The Egyptian government has announced 46 new cases of coronavirus in the country, raising the total official figure to 256.
A 68-year-old Egyptian from Giza Governorate passed away whilst in quarantine yesterday raising the total death toll to seven.
A recent study by Canadian specialists estimated that there are over 19,000 cases in the country. They reached the figure, which is vastly higher than the official toll, after combining travel data, flight data and infection rates.
Authorities have been accused of suppressing accurate statistics on the spread of the virus and controlling the narrative including setting up a Whatsapp number for residents to report “rumours”.
In its latest measure to curb the spread of the infection, Egypt announced yesterday it would shut all cafes, shopping malls, sports clubs and nightclubs from 7pm to 6am until 31 March.
Supermarkets, pharmacies, bakeries and corner shops would remain open.
It follows a government decision to close schools and universities on 15 March. Public gatherings have been restricted and funerals cancelled.
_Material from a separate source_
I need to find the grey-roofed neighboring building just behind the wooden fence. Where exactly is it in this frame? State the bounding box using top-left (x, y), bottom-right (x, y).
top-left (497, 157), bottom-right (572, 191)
Cinemas and theatres have been closed.
Hundreds of British holiday makers are stuck in Egypt since air traffic was grounded and numerous flights were cancelled.
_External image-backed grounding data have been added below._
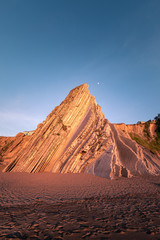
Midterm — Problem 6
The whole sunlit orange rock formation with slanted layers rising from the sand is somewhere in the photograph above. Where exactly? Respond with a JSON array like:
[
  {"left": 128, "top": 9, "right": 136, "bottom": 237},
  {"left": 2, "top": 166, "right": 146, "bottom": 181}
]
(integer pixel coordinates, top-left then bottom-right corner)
[{"left": 0, "top": 84, "right": 160, "bottom": 178}]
A British family told Devon Live how they arrived in Egypt for a en-day holiday in the Red Sea resort of Hurghada when the Foreign Office was not warning against travelling there, but now the city is in lockdown.
They told the publication that they fear being made homeless with two young children as the hotels around them close down.
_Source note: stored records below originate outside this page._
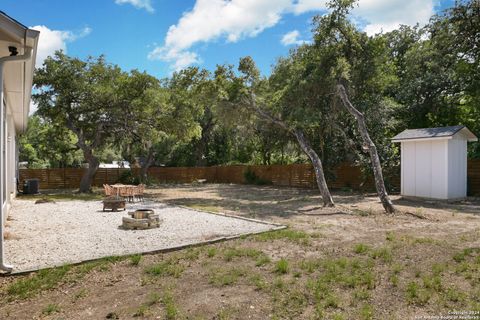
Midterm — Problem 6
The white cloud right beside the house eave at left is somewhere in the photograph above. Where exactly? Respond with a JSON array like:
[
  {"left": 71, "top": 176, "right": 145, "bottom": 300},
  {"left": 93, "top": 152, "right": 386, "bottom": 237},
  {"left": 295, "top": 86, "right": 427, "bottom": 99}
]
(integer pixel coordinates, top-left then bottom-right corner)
[{"left": 30, "top": 26, "right": 92, "bottom": 68}]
The government has just announced that cities in Egypt’s South Sinai Governorate will be closed to tourists for the next two weeks.
Luxor airport has shut and scheduled flights are sold out.
Activists are becoming increasingly concerned about what will happen to Egypt’s 60,000 political detainees if coronavirus enters prisons since they live in overcrowded cells which are not cleaned and have very limited access to the bathroom, with many forced to use buckets inside their room.
Egyptian authorities have systematically denied prisoners adequate health care, leaving many to die as a punitive measure for belonging to the opposition.
According to Maan News, Egypt’s State Security Prosecution released 15 opposition prisoners yesterday in a move to stem the spread of coronavirus.